We are the driest inhabited continent in the world, and we're becoming hotter and drier. Forget the argument about what's causing it. We have to accept that to be a fact, and we have to be ready for that and adapt to it. And our soil resources, while of high quality in expansive areas, are very limited. When you take it as a proportion of our total land mass, our natural soil resources are limited. We have to have a serious debate in this place, in the wake of recent events, about the misallocation of those resources and how we use market based mechanisms to ensure that those resources are allocated to the areas where they secure the highest value return, both for our producers and growers but also for the nation—the people who, in the end, own those natural resources.
Before all these calamities came belong, productivity had already flatlined for around a decade. Profitability has been patchy or, worse, low for a long, long time. According to the ABS, around 59 per cent of our farm entities have turnovers—not profit—of $200,000 or less. Still, 80 per cent of the production or output of our farm sector comes from 20 per cent of the firms. If that is not a sign that some significant restructuring is required in the sector, I don't know what is. Members should reflect on that: 80 per cent of the output from 20 per cent of the firms. It sounds somewhat inefficient, and it does have implications for a natural resource allocation.
Our rate of innovation is poor and has been for a long time. We can often prove ourselves to be quite good at research but we are very poor at both innovation and extension—that capacity to get innovation down onto the farm, inside the farm gate and into the production system. We desperately need to address that. We made it clear, on this side of the House, prior to the election that if we were to be elected we would be heavily revisiting the architecture around the rural RDCs, the research and development corporations. We're proud of the current architecture because it was a Labor initiative, under John Kerin, probably 30 years ago.

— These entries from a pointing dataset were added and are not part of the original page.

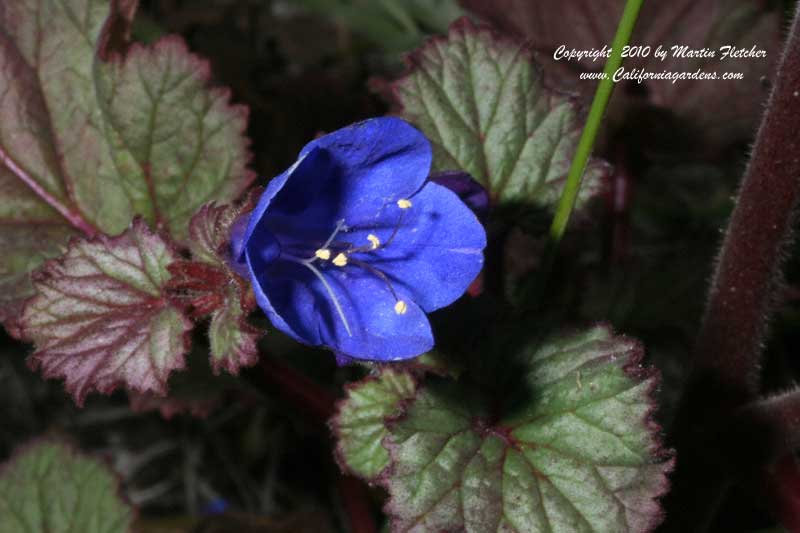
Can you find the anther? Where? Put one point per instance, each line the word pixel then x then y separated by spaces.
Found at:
pixel 340 260
pixel 374 240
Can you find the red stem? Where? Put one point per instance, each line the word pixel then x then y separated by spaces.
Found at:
pixel 320 403
pixel 73 217
pixel 730 343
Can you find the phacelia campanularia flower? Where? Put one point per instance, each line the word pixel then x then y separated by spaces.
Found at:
pixel 352 245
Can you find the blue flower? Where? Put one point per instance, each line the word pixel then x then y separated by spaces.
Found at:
pixel 352 245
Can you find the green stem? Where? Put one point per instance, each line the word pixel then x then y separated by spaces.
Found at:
pixel 567 201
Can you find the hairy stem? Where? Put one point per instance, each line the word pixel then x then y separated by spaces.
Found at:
pixel 730 343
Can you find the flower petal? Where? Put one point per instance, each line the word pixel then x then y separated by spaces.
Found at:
pixel 436 253
pixel 378 332
pixel 300 305
pixel 376 161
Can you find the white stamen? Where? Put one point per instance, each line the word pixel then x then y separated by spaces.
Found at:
pixel 340 260
pixel 328 289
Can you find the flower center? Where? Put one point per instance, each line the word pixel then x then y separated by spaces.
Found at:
pixel 342 257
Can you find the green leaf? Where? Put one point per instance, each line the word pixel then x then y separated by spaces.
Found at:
pixel 481 101
pixel 232 339
pixel 359 421
pixel 90 137
pixel 571 447
pixel 100 317
pixel 48 488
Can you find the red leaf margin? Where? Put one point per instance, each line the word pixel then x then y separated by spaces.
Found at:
pixel 663 458
pixel 55 364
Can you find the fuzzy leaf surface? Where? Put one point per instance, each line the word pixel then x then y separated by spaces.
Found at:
pixel 100 318
pixel 574 451
pixel 87 143
pixel 48 488
pixel 360 422
pixel 482 103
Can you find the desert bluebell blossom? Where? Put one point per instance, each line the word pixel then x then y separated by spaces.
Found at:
pixel 352 245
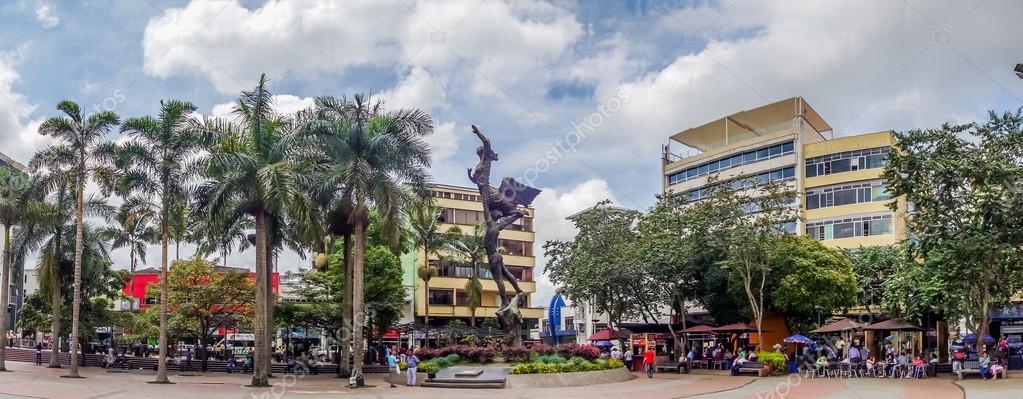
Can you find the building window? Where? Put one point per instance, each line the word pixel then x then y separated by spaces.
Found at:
pixel 848 161
pixel 751 181
pixel 517 248
pixel 850 227
pixel 731 162
pixel 846 194
pixel 441 297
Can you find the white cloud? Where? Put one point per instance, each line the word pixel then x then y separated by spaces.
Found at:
pixel 552 207
pixel 444 141
pixel 45 15
pixel 18 131
pixel 279 37
pixel 283 103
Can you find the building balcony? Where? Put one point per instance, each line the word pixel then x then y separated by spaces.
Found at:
pixel 483 311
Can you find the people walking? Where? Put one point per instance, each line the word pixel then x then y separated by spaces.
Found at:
pixel 648 361
pixel 393 370
pixel 413 362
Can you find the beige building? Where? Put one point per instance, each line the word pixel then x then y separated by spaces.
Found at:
pixel 447 296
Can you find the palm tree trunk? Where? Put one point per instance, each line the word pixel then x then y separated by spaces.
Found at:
pixel 164 242
pixel 5 294
pixel 262 356
pixel 426 315
pixel 346 309
pixel 358 306
pixel 55 303
pixel 269 310
pixel 79 244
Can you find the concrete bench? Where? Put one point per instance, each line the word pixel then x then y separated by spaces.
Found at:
pixel 752 366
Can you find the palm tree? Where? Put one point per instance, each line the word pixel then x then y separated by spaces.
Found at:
pixel 372 154
pixel 470 248
pixel 160 162
pixel 19 205
pixel 88 157
pixel 45 235
pixel 225 236
pixel 425 224
pixel 133 229
pixel 250 170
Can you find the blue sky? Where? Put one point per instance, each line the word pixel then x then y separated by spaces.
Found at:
pixel 527 72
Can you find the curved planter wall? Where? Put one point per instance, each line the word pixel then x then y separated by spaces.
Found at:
pixel 580 379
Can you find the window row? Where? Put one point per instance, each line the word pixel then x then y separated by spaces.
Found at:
pixel 846 194
pixel 455 195
pixel 464 270
pixel 846 162
pixel 731 162
pixel 852 227
pixel 469 218
pixel 748 182
pixel 448 298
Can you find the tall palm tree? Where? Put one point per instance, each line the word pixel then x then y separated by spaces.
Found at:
pixel 133 229
pixel 88 156
pixel 250 169
pixel 425 224
pixel 224 237
pixel 19 205
pixel 161 161
pixel 44 236
pixel 372 154
pixel 470 248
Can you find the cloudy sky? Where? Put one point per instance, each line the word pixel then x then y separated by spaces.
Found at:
pixel 625 74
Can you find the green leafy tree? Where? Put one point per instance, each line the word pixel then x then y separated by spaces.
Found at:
pixel 967 215
pixel 470 248
pixel 83 151
pixel 385 296
pixel 874 266
pixel 159 168
pixel 369 157
pixel 133 230
pixel 207 300
pixel 748 232
pixel 809 274
pixel 251 171
pixel 19 205
pixel 597 266
pixel 425 226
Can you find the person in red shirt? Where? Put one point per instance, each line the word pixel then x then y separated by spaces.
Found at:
pixel 648 360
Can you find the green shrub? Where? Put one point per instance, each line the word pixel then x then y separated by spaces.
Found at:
pixel 775 360
pixel 550 359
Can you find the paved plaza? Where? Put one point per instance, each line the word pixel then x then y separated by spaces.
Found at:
pixel 28 381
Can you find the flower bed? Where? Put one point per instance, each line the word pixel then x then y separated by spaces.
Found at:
pixel 554 363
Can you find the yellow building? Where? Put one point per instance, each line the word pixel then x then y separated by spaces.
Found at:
pixel 447 297
pixel 842 202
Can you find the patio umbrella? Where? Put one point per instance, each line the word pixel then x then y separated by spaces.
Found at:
pixel 798 339
pixel 972 340
pixel 701 328
pixel 842 325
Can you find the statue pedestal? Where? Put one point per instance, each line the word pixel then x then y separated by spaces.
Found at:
pixel 510 319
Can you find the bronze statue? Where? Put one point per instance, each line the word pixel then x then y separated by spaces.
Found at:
pixel 501 208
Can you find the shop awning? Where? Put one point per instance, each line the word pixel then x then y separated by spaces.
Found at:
pixel 702 328
pixel 608 335
pixel 735 327
pixel 894 324
pixel 839 326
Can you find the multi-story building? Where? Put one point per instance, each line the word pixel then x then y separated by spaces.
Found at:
pixel 447 296
pixel 842 197
pixel 15 299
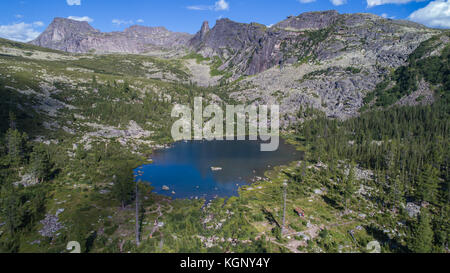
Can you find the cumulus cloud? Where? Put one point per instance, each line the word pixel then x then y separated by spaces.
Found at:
pixel 74 2
pixel 435 14
pixel 81 19
pixel 220 5
pixel 22 32
pixel 373 3
pixel 338 2
pixel 119 22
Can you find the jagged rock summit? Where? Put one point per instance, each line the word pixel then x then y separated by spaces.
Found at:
pixel 249 49
pixel 79 37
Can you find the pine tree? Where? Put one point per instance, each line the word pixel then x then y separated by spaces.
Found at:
pixel 349 187
pixel 422 235
pixel 40 163
pixel 428 184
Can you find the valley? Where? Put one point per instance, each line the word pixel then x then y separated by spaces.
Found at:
pixel 364 98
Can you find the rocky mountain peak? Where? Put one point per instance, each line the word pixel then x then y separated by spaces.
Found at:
pixel 62 29
pixel 145 30
pixel 205 29
pixel 310 20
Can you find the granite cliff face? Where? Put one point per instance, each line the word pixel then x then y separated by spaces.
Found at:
pixel 315 36
pixel 79 37
pixel 326 60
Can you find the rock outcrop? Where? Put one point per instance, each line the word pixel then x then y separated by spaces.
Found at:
pixel 79 37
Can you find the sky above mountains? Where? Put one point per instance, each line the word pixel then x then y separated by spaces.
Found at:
pixel 24 20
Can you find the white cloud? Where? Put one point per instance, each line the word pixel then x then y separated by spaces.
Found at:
pixel 338 2
pixel 21 32
pixel 435 14
pixel 220 5
pixel 81 19
pixel 74 2
pixel 119 22
pixel 373 3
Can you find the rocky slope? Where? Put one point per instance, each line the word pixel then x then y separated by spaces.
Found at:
pixel 325 60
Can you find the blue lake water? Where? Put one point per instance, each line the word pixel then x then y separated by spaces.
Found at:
pixel 185 168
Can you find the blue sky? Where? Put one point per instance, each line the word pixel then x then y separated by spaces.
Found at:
pixel 23 20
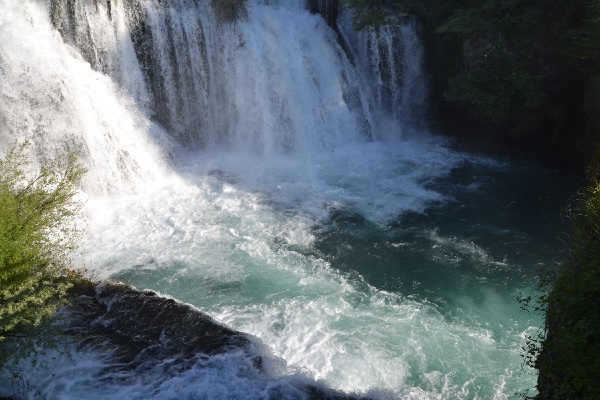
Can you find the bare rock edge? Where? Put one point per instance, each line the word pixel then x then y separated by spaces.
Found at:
pixel 139 329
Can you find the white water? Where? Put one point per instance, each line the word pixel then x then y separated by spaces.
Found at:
pixel 282 132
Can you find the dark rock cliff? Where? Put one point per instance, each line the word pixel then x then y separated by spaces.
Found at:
pixel 141 329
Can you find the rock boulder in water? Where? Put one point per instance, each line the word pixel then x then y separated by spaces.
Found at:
pixel 137 326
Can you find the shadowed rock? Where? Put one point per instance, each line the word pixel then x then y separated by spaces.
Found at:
pixel 137 326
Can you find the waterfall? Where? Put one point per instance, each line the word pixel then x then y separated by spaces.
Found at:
pixel 284 181
pixel 272 80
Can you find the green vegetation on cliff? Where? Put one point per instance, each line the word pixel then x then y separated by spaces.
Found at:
pixel 567 356
pixel 527 72
pixel 38 234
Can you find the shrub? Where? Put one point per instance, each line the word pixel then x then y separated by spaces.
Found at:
pixel 38 234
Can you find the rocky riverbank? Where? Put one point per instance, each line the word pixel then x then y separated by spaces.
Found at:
pixel 142 329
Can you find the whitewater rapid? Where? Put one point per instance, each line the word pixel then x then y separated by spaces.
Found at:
pixel 284 183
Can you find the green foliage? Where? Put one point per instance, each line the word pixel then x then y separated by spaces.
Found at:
pixel 566 351
pixel 38 234
pixel 370 13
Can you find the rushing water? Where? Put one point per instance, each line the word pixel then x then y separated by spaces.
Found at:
pixel 286 185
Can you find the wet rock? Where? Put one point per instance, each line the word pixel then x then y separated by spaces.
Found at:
pixel 136 326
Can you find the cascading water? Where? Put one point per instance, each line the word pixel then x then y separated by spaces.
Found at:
pixel 283 182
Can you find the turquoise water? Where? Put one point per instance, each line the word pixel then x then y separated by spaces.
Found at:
pixel 290 188
pixel 366 279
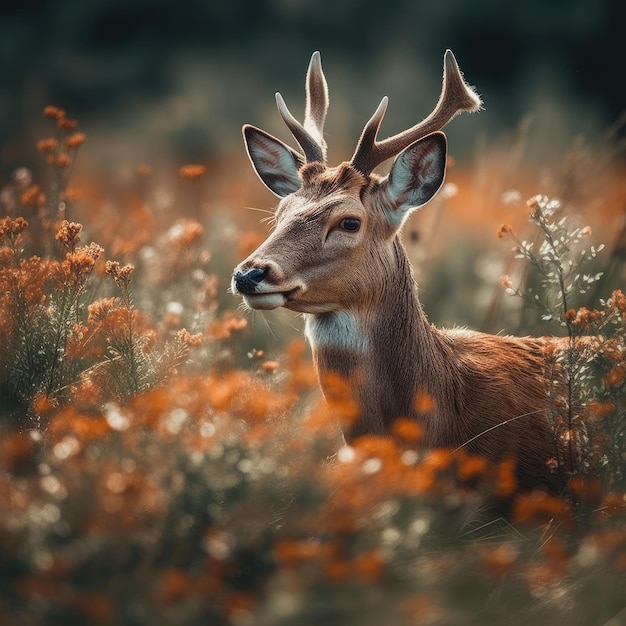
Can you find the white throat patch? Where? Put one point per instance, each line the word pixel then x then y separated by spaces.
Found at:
pixel 337 329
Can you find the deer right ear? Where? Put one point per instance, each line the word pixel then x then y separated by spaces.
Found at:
pixel 276 164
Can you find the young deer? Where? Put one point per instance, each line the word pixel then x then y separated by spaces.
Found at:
pixel 335 255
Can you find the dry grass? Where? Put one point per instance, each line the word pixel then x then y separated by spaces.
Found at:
pixel 165 459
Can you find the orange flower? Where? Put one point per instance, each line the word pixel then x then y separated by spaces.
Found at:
pixel 192 172
pixel 62 160
pixel 66 124
pixel 188 339
pixel 503 231
pixel 12 227
pixel 68 234
pixel 53 112
pixel 121 275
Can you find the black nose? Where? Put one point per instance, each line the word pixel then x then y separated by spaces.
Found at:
pixel 246 281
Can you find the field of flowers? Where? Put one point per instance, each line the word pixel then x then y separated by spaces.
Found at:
pixel 166 458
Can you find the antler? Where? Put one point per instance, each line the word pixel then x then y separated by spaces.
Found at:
pixel 310 135
pixel 456 96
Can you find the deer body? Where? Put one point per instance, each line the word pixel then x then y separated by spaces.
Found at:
pixel 335 256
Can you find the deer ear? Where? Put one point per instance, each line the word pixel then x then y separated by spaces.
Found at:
pixel 275 163
pixel 416 174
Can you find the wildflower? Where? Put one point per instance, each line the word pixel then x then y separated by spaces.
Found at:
pixel 99 310
pixel 270 366
pixel 66 124
pixel 615 377
pixel 504 231
pixel 188 339
pixel 505 281
pixel 68 234
pixel 192 172
pixel 62 160
pixel 121 275
pixel 76 140
pixel 12 227
pixel 47 145
pixel 53 112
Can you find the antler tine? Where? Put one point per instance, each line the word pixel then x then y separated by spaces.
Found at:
pixel 310 134
pixel 316 100
pixel 456 96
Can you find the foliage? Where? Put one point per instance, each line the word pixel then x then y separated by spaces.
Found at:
pixel 146 478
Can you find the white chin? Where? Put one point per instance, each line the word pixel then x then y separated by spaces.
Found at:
pixel 265 301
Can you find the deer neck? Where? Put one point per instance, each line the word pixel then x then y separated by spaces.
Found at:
pixel 386 352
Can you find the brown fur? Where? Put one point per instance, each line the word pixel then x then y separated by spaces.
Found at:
pixel 485 393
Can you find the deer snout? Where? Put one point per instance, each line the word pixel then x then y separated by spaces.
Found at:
pixel 245 281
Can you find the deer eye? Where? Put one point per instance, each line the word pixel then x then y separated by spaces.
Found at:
pixel 351 224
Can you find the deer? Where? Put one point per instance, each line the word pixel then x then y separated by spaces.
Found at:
pixel 335 256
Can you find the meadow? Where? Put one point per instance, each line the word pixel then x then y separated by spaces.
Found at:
pixel 166 457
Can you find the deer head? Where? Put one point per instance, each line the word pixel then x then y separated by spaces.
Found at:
pixel 333 240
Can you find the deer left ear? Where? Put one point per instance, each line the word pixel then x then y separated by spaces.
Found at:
pixel 416 174
pixel 276 164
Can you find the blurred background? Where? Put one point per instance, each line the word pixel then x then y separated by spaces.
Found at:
pixel 156 78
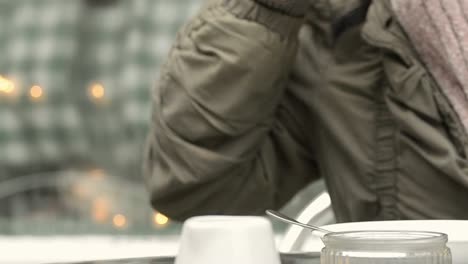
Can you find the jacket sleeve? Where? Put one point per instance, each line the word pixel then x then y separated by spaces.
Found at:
pixel 223 140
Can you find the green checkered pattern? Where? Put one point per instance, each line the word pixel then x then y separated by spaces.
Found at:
pixel 64 47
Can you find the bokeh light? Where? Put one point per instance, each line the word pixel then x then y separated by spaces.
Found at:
pixel 160 219
pixel 36 92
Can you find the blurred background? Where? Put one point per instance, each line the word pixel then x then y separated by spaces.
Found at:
pixel 75 84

But that's the point; it was a long time ago. I've made the point that the world has changed significantly, the opportunities and challenges for the sector have changed significantly and so too should our approach to research and development. Research and development extension dollars are too finite, too scarce, to be wasting one dollar of any of it, and we need to make sure that that money is spent effectively and efficiently and in a way that provides outcomes for our farm sector.
We've got to start talking more about our forestry and fisheries industries. Fisheries, our seafood industry, are also impacted by drought. In the first instance, it sounds counterintuitive to people who might be listening to the debate, but drought has enormous impacts on the quality of our marine environment and our estuaries, and the flushing of the estuaries aren't present et cetera. You come to realise that the impact can be very, very significant. As I understand it, people in the fisheries sectors aren't eligible for the farm household allowance, for example.